Sulla base di queste considerazioni, si è ritenuto potenzialmente utile riportare il principio attivo di scelta per ciascuna categoria terapeutica riportata, secondo le linee guida AIPE 2020.
Come accennato precedentemente tra i farmaci non raccomandati in gravidanza troviamo gli ACE inibitori e i sartani. Secondo alcuni studi l’assunzione nel I trimestre sembra essere associata a una maggiore incidenza di malformazioni congenite cardiovascolari e del sistema nervoso centrale, seppure secondo alcuni autori tale rischio sia legato alla patologia ipertensiva e non agli ACE inibitori.

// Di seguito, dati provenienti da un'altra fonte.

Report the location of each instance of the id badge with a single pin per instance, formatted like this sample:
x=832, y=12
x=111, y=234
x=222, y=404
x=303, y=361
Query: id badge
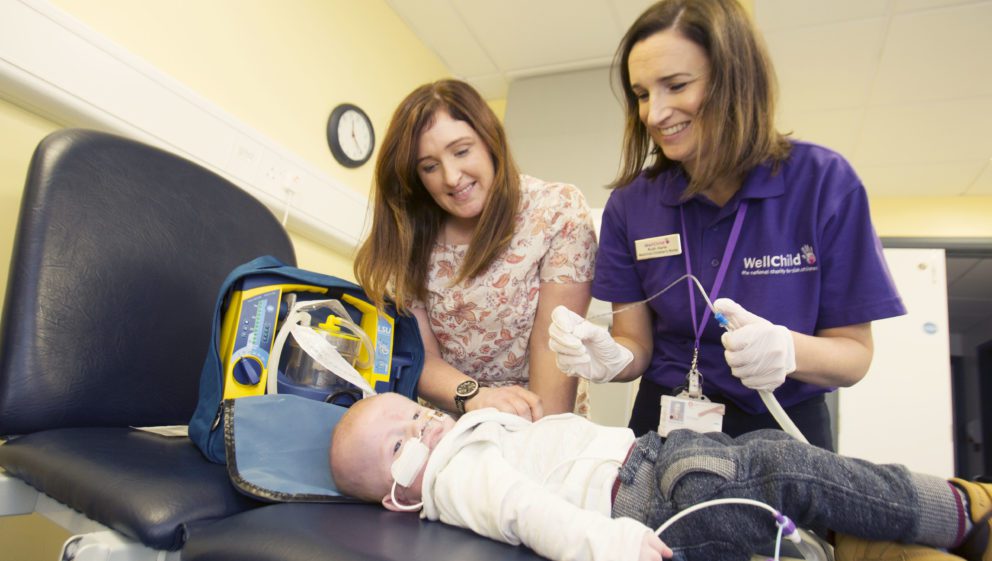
x=683, y=412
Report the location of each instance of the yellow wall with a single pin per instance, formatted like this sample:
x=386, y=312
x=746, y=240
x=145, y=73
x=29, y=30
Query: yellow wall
x=937, y=217
x=280, y=67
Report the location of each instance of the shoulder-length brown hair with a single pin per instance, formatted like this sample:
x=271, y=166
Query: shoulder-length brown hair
x=737, y=117
x=392, y=262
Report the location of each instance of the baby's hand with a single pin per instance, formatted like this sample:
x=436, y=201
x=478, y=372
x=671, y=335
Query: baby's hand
x=653, y=549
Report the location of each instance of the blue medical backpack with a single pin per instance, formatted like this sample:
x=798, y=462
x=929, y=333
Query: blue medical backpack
x=247, y=432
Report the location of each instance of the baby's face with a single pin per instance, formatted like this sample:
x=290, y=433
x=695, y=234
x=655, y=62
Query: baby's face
x=385, y=425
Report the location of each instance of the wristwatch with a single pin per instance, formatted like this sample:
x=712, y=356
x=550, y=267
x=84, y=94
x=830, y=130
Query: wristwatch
x=464, y=392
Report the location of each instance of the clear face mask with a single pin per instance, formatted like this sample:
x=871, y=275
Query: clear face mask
x=406, y=467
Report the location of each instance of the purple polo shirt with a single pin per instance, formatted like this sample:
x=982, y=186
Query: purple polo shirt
x=807, y=258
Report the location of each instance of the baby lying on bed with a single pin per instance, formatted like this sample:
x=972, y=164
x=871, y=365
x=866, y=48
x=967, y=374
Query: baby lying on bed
x=571, y=489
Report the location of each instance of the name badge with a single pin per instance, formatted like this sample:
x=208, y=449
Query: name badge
x=700, y=415
x=660, y=246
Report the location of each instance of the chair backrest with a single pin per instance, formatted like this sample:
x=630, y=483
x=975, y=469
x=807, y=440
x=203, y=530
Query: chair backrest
x=119, y=253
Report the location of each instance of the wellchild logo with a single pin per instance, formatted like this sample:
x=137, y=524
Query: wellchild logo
x=803, y=261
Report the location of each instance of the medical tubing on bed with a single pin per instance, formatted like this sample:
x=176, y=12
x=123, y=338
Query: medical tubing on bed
x=786, y=528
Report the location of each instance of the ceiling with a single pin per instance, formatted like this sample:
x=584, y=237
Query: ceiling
x=902, y=88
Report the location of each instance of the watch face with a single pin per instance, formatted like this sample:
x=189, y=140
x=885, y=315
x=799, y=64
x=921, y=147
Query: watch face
x=350, y=135
x=467, y=388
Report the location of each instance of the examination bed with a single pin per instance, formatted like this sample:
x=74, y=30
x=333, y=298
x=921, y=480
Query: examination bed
x=119, y=253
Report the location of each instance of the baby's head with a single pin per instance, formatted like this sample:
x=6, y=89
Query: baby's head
x=368, y=438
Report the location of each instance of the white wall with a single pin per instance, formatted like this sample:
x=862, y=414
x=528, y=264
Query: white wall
x=901, y=411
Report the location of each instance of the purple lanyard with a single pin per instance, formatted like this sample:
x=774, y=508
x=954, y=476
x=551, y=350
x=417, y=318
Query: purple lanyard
x=728, y=252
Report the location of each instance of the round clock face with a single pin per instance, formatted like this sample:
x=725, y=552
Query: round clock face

In ogni caso, a scopo cautelativo, è consigliabile già dalla fase preconcezionale sostituire la terapia con ACE inibitori e sartani con farmaci agonisti alfa 2 adrenergici, di scelta nel primo trimestre, come l’alfa metil dopa. Qualora la gravidanza non sia stata programmata è raccomandato sostituire appena possibile la terapia con ACE inibitori con farmaci di scelta in gravidanza.
Nelle donne esposte a questi farmaci nel II e III trimestre è necessario un attento monitoraggio clinico-ecografico fetale per valutare l’eventuale insorgenza della fetopatia, caratterizzata da insufficienza renale, oligoidramnios, contrattura delle articolazioni, ipoplasia polmonare e trombosi della vena cava.
Nel “Rapporto nazionale sull’uso dei farmaci in gravidanza”, nonostante le quote di inappropriatezza citate, la maggior parte delle prescrizioni mostra di essere aderente alle linee guida delle principali società scientifiche: i calcioantagonisti, insieme agli agonisti alfa-2 adrenergici, risultano essere i farmaci più prescritti in tutti i trimestri di gravidanza, così come dopo il parto.
Nell’ipertensione in gravidanza il farmaco di prima scelta è l’alfa metil dopa, un agonista alfa 2 adrenergico efficace e di scelta. Qualora la pressione non sia adeguatamente controllata dall’alfa metil dopa è consigliabile l’utilizzo dei calcioantagonisti o di un betabloccante, preferibilmente il labetalolo.
Questi ultimi, anche se correlati ad alcuni effetti collaterali a carico del neonato (per esempio bradicardia, ipoglicemia, problemi respiratori), hanno un’efficacia riconosciuta, per cui il loro uso è raccomandato.
Il calcioantagonista è anche il farmaco di prima scelta in puerperio, in quanto migliora la perfusione renale e la diuresi e non aumenta il rischio di depressione puerperale, come l’alfa metil dopa.